Verkhusha Vladislav V, Chudakov Dmitry M, Gurskaya Nadya G, Lukyanov Sergey, Lukyanov Konstantin A
Department of Pharmacology, University of Colorado Health Sciences Center, Denver, CO 80262, USA.
Chem Biol. 2004 Jun;11(6):845-54. doi: 10.1016/j.chembiol.2004.04.007.

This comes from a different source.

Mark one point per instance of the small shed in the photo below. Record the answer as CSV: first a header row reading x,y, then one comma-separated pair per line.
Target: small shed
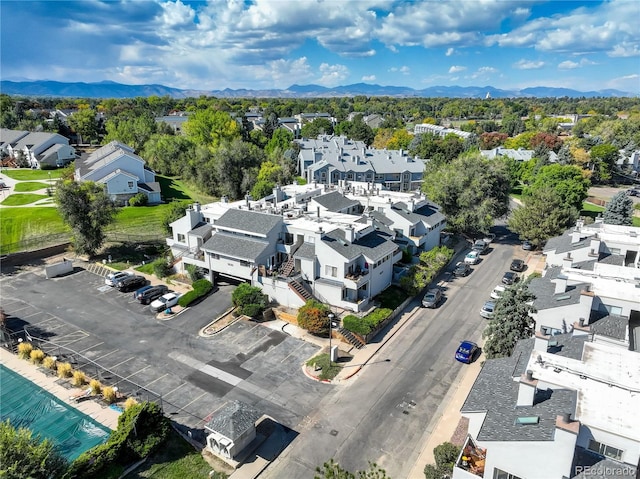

The mechanism of the chromophore maturation in members of the green fluorescent protein (GFP) family such as DsRed and other red fluorescent and chromoproteins was analyzed. The analysis indicates that the red chromophore results from a chemical transformation of the protonated form of the GFP-like chromophore, not from the anionic form, which appears to be a dead-end product. The data suggest a rational strategy to achieve the complete red chromophore maturation utilizing substitutions to favor the formation of the neutral phenol in GFP-like chromophore. Our approach to detect the neutral chromophore form expands the application of fluorescent timer proteins to faster promoter activities and more spectrally distinguishable fluorescent colors. Light sensitivity found in the DsRed neutral form, resulting in its instant transformation to the mature red chromophore, could be exploited to accelerate the fluorescence acquisition.
对绿色荧光蛋白(GFP)家族成员如DsRed以及其他红色荧光蛋白和生色蛋白中生色团成熟的机制进行了分析。分析表明,红色生色团源自类GFP生色团质子化形式的化学转化,而非阴离子形式,阴离子形式似乎是一种终产物。数据表明了一种合理策略,即利用取代作用促进类GFP生色团中中性酚的形成,以实现完全的红色生色团成熟。我们检测中性生色团形式的方法将荧光计时蛋白的应用扩展到更快的启动子活性和更多光谱可区分的荧光颜色。在DsRed中性形式中发现的光敏感性导致其立即转化为成熟的红色生色团,可利用这一点加速荧光采集。